China launched the Tiangong-1 space station in September and followed that with an unmanned Shenzhou 8 capsule, which docked with the station, in November. The mission will not only be the first manned craft to dock with the space station, but could potentially be the first launch of a female Chinese Astronaut, Jianping said.

"China is currently following a three-step space exploration program that ultimately aims to land an astronaut on the moon," MSNBC reported. "According to a white paper released by the Chinese government in December, the country plans to launch a series of robotic moon landers and a lunar sample-return mission by 2016."

Scientists will conduct functional tests on the spacecraft and the rocket, as well as joint tests on selected astronauts, spacecraft, rocket and ground systems in the next few days, a spokesperson told Xinhua.

China was previously turned away from the International Space Station after objections from the United States, according to BBC News.

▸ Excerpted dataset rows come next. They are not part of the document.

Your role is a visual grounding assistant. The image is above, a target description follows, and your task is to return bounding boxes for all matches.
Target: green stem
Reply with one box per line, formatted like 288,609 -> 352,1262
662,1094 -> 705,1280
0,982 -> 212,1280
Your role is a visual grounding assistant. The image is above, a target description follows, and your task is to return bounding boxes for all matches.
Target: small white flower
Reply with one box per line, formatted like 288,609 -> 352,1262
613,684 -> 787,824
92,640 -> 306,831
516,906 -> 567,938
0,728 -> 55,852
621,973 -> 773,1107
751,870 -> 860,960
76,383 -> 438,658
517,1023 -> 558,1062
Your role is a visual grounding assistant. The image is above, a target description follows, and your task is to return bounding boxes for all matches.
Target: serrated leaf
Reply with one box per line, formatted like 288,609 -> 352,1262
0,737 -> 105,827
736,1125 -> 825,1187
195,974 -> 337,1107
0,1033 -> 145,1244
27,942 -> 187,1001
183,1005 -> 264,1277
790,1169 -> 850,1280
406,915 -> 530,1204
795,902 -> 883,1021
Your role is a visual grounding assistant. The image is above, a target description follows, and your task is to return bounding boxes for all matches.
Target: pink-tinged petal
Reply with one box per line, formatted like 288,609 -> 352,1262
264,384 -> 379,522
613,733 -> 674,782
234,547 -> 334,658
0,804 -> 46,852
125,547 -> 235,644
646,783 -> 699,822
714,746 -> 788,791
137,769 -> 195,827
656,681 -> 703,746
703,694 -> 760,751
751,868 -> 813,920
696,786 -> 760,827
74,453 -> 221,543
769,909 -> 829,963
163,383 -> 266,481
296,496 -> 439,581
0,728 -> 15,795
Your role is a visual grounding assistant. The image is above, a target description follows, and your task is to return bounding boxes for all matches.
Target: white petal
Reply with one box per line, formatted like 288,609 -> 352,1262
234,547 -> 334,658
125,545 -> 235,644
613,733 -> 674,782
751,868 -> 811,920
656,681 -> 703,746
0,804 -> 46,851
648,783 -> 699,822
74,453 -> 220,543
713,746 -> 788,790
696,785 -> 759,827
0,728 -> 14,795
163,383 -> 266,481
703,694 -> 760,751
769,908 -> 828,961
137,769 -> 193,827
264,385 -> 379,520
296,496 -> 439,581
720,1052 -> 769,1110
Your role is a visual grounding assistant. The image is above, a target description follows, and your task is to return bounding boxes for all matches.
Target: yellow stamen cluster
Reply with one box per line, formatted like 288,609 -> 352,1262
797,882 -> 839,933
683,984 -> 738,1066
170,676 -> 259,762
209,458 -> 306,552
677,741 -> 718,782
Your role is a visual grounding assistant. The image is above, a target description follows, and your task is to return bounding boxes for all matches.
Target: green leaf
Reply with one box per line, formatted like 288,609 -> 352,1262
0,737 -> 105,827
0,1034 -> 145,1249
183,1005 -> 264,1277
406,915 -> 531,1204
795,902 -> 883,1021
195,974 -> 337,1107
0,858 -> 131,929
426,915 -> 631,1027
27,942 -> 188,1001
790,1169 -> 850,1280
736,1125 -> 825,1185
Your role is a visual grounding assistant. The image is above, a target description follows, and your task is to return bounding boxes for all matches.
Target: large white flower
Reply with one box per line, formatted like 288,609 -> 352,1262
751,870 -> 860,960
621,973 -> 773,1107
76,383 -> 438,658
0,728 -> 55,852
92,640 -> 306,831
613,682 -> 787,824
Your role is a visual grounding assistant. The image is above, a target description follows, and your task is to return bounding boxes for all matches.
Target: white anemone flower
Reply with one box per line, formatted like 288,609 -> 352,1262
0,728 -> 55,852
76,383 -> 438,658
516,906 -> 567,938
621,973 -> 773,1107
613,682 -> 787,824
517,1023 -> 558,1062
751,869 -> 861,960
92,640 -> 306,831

Instead, they will dock with the smaller space station while they work towards 60-tonne manned space station by 2020.

Joan Johnson-Freese, professor of national security studies at the Naval War College in Newport, R.I, told Space.com that China's space program is ambitious, but doable.

"The Chinese do an excellent job in learning from others and I think they do not want to see themselves in NASA's position of having lots of good ideas, but more rhetorical political support than actual funding to follow through on those ideas," she said.